Following this equation, I developed a simple and intuitive R function that simulate an OU evolutionary process for a hypothetical character in two species: eMotion (from "evolutionary motion")

You can provide each parameter of the OU equation for the two species, and then you should define the number of generations (time) and replicates (number of simulations per species).

Here you have the code to load the function into R console:

```
eMotion <- function (sigma, theta, alpha, sigma2, theta2, alpha2, generations, n) {
plot(seq(1:generations),seq(1:generations), ylim=c(-200,200), type="n",
xlab="generations", ylab="trait value", main=paste("Sp1- s=", sigma,
" th=", theta, " a=", alpha," Sp2- s=", sigma2, " th=", theta2,
" a=", alpha2, sep=""))
trait_a=numeric()
simulations= list(1:n)
for (j in 1:n){
a=0
for (i in 1:generations) {
a= a + (sigma * rnorm(1)) + (alpha * ( theta - a))
trait_a[i]=a
}
aa=data.frame(trait_a)
simulations[j]=aa
}
for(k in 1:n){
bb=data.frame(simulations[k])
lines(bb, col="red")
}
#######
trait_a=numeric()
simulations= list(1:n)
for (j in 1:n){
a=0
for (i in 1:generations) {
a= a + (sigma2 * rnorm(1)) + (alpha2 * ( theta2 - a))
trait_a[i]=a
}
aa=data.frame(trait_a)
simulations[j]=aa
}
for(k in 1:n){
bb=data.frame(simulations[k])
lines(bb, col="blue")
}
}
```

Once that you have loaded the function, you can use it to create simple plots to observe the effect of each parameter of OU equation in resultant graphic.
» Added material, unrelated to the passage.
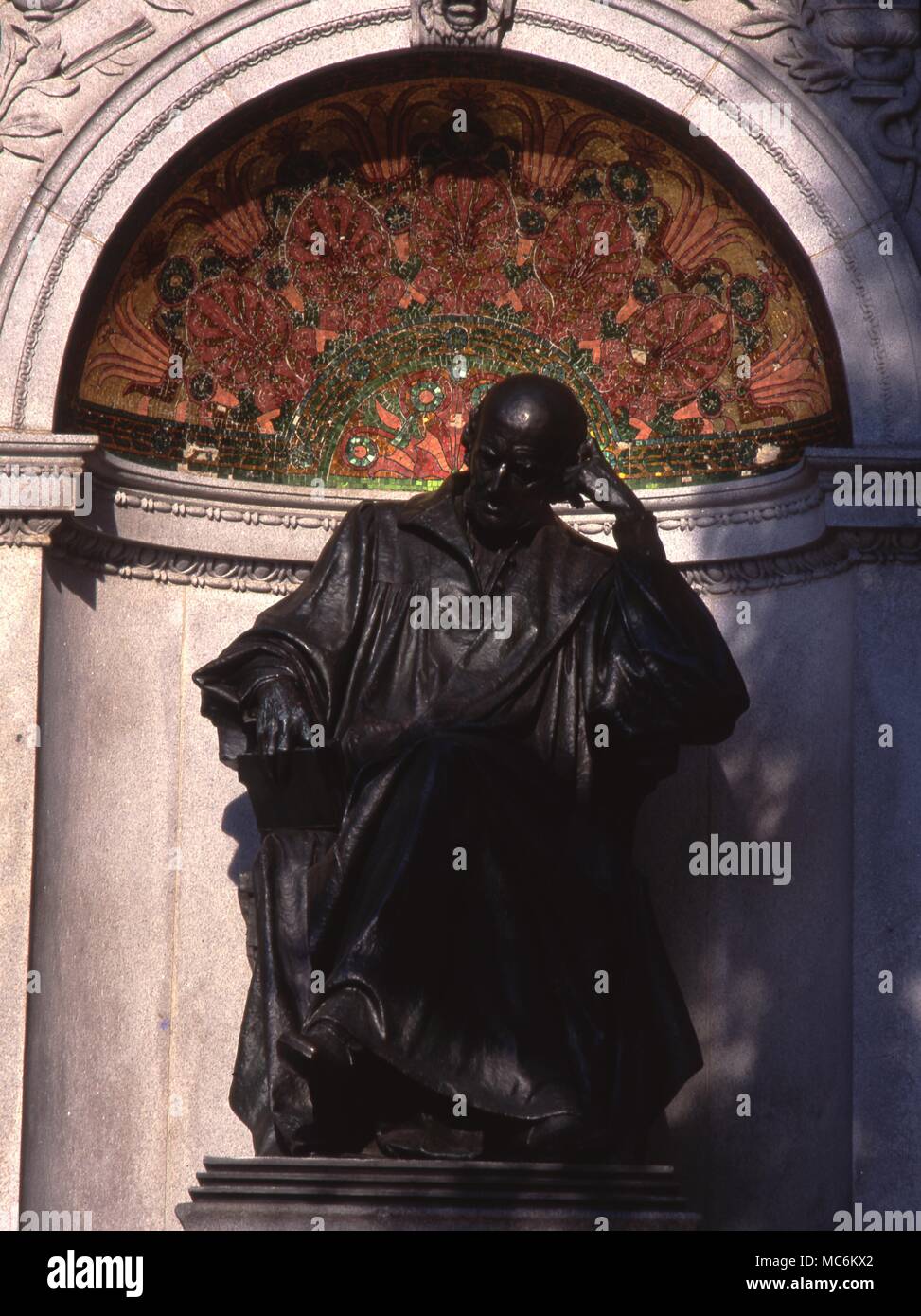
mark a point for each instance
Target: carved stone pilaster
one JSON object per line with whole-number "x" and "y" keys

For instance, here we describe an OU process of a trait in two species. The species 1 (red) follows an OU process of character evolution, with a sigma value (Brownian motion rate) of 2 and an optimum in 100, while species 2 (blue) follows an OU model with a sigma value of 0.5 and an optimum in -100. In both cases, alpha is 0.002.

eMotion(sigma, theta, alpha, sigma2, theta2, alpha2, generations, n)

` eMotion(2, 100, 0.002, 0.5,-100, 0.002, 10000, 20) `

The function automatically generates this simple plot, where you can observe that species 1 (red), is looking for a trait value around 100 (optimum), while species 2 (blue) is trying to get an optimum near to -100. Although both species have the same alpha (selection strength), the red one has a Brownian rate (sigma) much higher than the blue one. That explains why species 1 (red) has a higher range of variation than species 2 (blue), where all values are always near to the optimum (-100).

You can use the function to explore other options in parameter values, which could be useful in order to teach about evolutionary processes or to understand the Ornstein–Uhlenbeck equation. Here you have one more example, enjoy!